Maximum order complexity of the sum of digits function in Zeckendorf base and polynomial subsequences

TL;DR

This paper investigates the maximum order complexity of the sum of digits function in Zeckendorf base and its polynomial subsequences, showing they maintain high complexity, making them promising for cryptographic applications.

Contribution

It establishes a lower bound for the maximum order complexity of the Zeckendorf sum of digits function and demonstrates that polynomial subsequences preserve high complexity.

Findings

Sum of digits function in Zeckendorf base has high maximum order complexity.

Polynomial subsequences of this sequence also retain large complexity.
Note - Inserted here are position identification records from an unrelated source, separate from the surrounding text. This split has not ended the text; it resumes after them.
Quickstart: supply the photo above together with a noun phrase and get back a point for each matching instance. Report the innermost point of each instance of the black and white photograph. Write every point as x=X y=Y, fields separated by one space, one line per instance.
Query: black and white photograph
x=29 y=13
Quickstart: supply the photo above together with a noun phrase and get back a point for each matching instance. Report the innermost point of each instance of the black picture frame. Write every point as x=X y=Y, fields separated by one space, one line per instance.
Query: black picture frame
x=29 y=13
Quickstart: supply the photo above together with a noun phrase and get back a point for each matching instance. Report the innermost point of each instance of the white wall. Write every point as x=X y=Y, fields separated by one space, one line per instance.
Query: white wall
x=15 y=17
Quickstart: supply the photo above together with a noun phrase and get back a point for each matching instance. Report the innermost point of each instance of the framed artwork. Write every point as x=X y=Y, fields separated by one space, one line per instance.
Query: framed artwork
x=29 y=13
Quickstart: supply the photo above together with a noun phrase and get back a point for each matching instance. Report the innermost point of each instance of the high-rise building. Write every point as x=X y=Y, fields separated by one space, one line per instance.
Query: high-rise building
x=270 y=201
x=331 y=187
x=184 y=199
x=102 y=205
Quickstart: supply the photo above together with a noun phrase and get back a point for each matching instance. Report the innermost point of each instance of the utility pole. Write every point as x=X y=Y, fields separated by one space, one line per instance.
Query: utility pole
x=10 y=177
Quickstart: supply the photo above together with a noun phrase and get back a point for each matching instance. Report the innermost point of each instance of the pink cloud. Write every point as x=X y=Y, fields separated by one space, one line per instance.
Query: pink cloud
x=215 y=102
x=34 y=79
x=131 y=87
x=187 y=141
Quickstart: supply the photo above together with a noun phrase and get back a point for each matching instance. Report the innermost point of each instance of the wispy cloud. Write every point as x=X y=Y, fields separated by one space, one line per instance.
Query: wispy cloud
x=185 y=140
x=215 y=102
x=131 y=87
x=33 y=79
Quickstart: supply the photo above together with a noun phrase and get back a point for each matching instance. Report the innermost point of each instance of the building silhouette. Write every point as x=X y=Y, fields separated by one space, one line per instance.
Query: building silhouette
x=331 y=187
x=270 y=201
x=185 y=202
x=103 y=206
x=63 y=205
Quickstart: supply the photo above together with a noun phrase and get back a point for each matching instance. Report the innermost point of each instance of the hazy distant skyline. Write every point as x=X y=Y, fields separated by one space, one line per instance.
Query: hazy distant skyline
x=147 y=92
Results suggest potential cryptographic usefulness of these sequences.

Abstract

Automatic sequences are not suitable sequences for cryptographic applications since both their subword complexity and their expansion complexity are small, and their correlation measure of order 2 is large. These sequences are highly predictable despite having a large maximum order complexity. However, recent results show that polynomial subsequences of automatic sequences, such as the Thue--Morse sequence, are better candidates for pseudorandom sequences. A natural generalization of automatic sequences are morphic sequences, given by a fixed point of a prolongeable morphism that is not necessarily uniform. In this paper we prove a lower bound for the maximum order complexity of the sum of digits function in Zeckendorf base which is an example of a morphic sequence. We also prove that the polynomial subsequences of this sequence keep large maximum order complexity, such as the Thue--Morse sequence.